I have a few lines of text and want to remove any word with special characters or a fixed given string in them (in python).
Example:
in_lines = ['this is go:od',
'that example is bad',
'amp is a word']
# remove any word with {'amp', ':'}
out_lines = ['this is',
'that is bad',
'is a word']
I know how to remove words from a list that is given but cannot remove words with special characters or few letters being present. Please let me know and I'll add more information.

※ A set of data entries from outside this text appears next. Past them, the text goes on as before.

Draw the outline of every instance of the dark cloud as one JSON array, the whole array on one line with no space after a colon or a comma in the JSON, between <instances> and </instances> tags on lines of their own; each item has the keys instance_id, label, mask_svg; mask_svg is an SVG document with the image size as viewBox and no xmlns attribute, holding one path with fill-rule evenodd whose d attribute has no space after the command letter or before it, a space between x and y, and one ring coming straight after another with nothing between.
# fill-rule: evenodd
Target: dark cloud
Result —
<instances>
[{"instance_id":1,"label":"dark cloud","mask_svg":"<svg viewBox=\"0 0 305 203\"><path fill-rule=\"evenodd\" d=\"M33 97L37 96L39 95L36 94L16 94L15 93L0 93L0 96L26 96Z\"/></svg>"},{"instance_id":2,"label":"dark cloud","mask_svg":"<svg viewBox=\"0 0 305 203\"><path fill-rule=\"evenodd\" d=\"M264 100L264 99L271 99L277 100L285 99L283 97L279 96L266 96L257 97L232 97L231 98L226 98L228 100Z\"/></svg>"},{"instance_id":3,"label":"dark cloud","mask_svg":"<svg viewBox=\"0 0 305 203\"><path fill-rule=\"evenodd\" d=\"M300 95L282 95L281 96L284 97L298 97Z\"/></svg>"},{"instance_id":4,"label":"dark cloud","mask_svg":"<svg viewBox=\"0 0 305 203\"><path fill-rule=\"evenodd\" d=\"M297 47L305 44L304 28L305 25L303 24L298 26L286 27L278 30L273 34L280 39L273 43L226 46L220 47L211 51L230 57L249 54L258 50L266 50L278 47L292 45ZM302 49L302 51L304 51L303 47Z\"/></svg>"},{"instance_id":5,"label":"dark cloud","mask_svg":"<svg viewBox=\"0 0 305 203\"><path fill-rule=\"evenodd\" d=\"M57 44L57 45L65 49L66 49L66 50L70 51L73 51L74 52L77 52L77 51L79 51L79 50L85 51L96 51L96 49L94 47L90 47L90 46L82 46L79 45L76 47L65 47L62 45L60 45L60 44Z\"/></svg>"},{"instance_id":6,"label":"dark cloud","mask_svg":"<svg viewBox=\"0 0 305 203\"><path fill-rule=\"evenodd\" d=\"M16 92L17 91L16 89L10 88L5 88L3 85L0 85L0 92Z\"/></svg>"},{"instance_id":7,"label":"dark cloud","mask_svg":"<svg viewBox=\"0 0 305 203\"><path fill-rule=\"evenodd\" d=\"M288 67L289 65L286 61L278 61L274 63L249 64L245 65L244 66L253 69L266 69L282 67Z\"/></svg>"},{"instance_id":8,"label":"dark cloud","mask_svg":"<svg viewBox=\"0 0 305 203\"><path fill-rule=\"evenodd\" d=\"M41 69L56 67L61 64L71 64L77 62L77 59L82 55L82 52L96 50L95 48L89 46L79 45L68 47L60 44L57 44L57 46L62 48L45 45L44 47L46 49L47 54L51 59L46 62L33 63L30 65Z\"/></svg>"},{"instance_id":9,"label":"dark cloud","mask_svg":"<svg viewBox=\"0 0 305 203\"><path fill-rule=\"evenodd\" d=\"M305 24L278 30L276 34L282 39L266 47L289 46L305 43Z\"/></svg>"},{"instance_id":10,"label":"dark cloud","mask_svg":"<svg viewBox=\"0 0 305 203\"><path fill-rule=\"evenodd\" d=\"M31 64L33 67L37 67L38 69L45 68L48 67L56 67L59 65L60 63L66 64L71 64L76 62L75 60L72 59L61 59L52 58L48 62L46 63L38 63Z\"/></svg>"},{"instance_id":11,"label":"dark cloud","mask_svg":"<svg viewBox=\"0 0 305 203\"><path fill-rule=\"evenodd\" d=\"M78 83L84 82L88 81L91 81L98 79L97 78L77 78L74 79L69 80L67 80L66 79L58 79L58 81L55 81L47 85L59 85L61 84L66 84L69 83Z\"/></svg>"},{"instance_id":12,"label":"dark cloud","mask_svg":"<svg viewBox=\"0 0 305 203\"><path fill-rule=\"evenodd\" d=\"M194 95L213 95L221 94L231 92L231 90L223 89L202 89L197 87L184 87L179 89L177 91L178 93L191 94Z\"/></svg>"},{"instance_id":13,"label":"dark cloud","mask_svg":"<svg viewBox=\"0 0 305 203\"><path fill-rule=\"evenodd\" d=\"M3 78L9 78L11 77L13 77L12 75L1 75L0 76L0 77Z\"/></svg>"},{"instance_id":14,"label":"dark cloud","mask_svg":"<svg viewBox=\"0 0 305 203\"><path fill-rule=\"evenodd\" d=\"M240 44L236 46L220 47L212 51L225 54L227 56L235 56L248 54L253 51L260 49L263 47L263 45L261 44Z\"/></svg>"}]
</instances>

This is what I have for removing selected words:
def remove_stop_words(lines):
stop_words = ['am', 'is', 'are']
results = []
for text in lines:
tmp = text.split(' ')
for stop_word in stop_words:
for x in range(0, len(tmp)):
if tmp[x] == stop_word:
tmp[x] = ''
results.append(" ".join(tmp))
return results
out_lines = remove_stop_words(in_lines)
in_lines = ['this is go:od',
'that example is bad',
'amp is a word']
def remove_words(in_list, bad_list):
out_list = []
for line in in_list:
words = ' '.join([word for word in line.split() if not any([phrase in word for phrase in bad_list]) ])
out_list.append(words)
return out_list
out_lines = remove_words(in_lines, ['amp', ':'])
print (out_lines)
Strange as it sounds, the statement
word for word in line.split() if not any([phrase in word for phrase in bad_list])
does all the hard work here at once. It creates a list of True
/False
values for each phrase in the "bad" list applied to a single word. The any
function condenses this temporary list into a single True
/False
value again, and if this is False
then the word can safely be copied into the line-based output list.
As an example, the result of removing all words containing an a
looks like this:
remove_words(in_lines, ['a'])
>>> ['this is go:od', 'is', 'is word']
(It is possible to remove the for line in ..
line as well. At that point, readability really starts to suffer, though.)